The married mother of two felt the tingles “three to four times a day” over the next couple of weeks before she went to the doctor.

She was diagnosed with a brain tumor, and she soon found herself in the office of Dr. Allan Friedman, a neurosurgeon specializing in brain tumors at Duke University Medical Center.

“He wasn’t too shocked, and he said, ‘You have six weeks to deal with this, pick your day to have it (taken) out,’” Hunt said. “Up there it’s just another tumor, but to me, I was scared. I asked a hundred questions, but he said we had to pick a day, so we picked June 13.”

Doctors needed three and a half hours to remove the tumor from the left side of her brain, just over her ear.

Six days after surgery, she learned the tumor was benign, and her prognosis was good. But it wasn’t such an easy sell.

“I had to be told that five times a day,” she said. “I didn’t believe it. Emotionally, I was thinking you’re lying to me. But finally I accepted it.”

It took her six weeks to recover. She lost peripheral vision in her right eye — a permanent condition — and she had numbness and tingling in the right side of her body. She tired easily, but she focused on getting better, and that meant returning to running, a sport that had become a regular part of her life since she took it up after college.

“Routine was a good thing,” she said.

Now, Hunt is organizing a team of runners and walkers to participate in the 17th Angels Among Us 5K & Family Fun Walk on April 24 in Durham. The event raises money for the Preston Robert Tisch Brain Tumor Center at Duke.

This is the third year for Hunt to participate in the event. In 2008, less than a year removed from her own surgery, she ran the race with her husband, Chris, and a close friend.

“As soon as we got there, as soon as I saw all the people, and how big the event was, I said we have got to have a team next year,” Hunt said.

Last year she organized a team of 28 to take part in the event. They raised $2,000. This year, Hunt is hoping to double the number of participants and the amount of money raised. It is a goal she hopes to reach easily.

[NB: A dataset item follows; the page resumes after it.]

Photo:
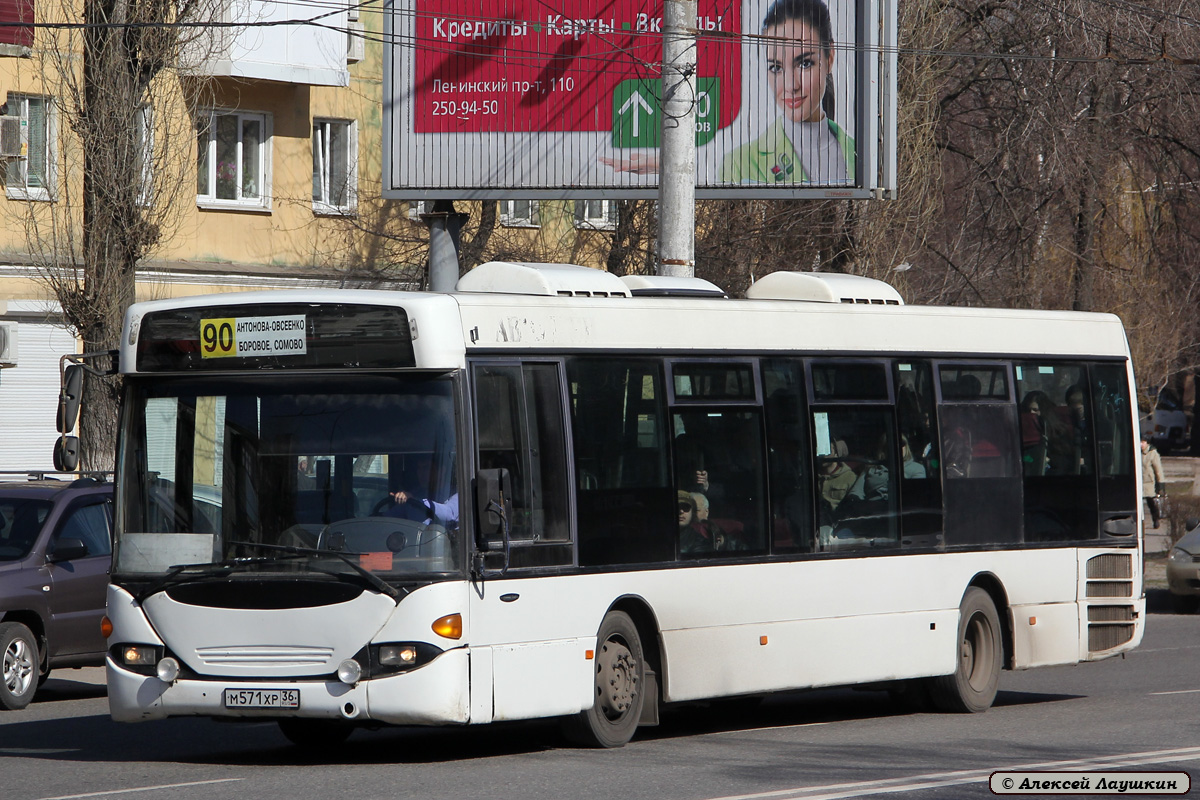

“Everybody is willing to help you,” she said. “A lot of the people on my team have children and families and busy lives, but always stop what they are doing and help me. They just come out.”

To learn more about the event, click here.

To make a donation or to join Hunt’s team, “Moore For a Cure,” e-mail her at meganhunt@embarq.mail.com.

Hunt promises getting involved is a worthwhile experience.

“You don’t know what you are going to see or feel until you get there,” Hunt said. “It’s very emotionally and physically inspiring.”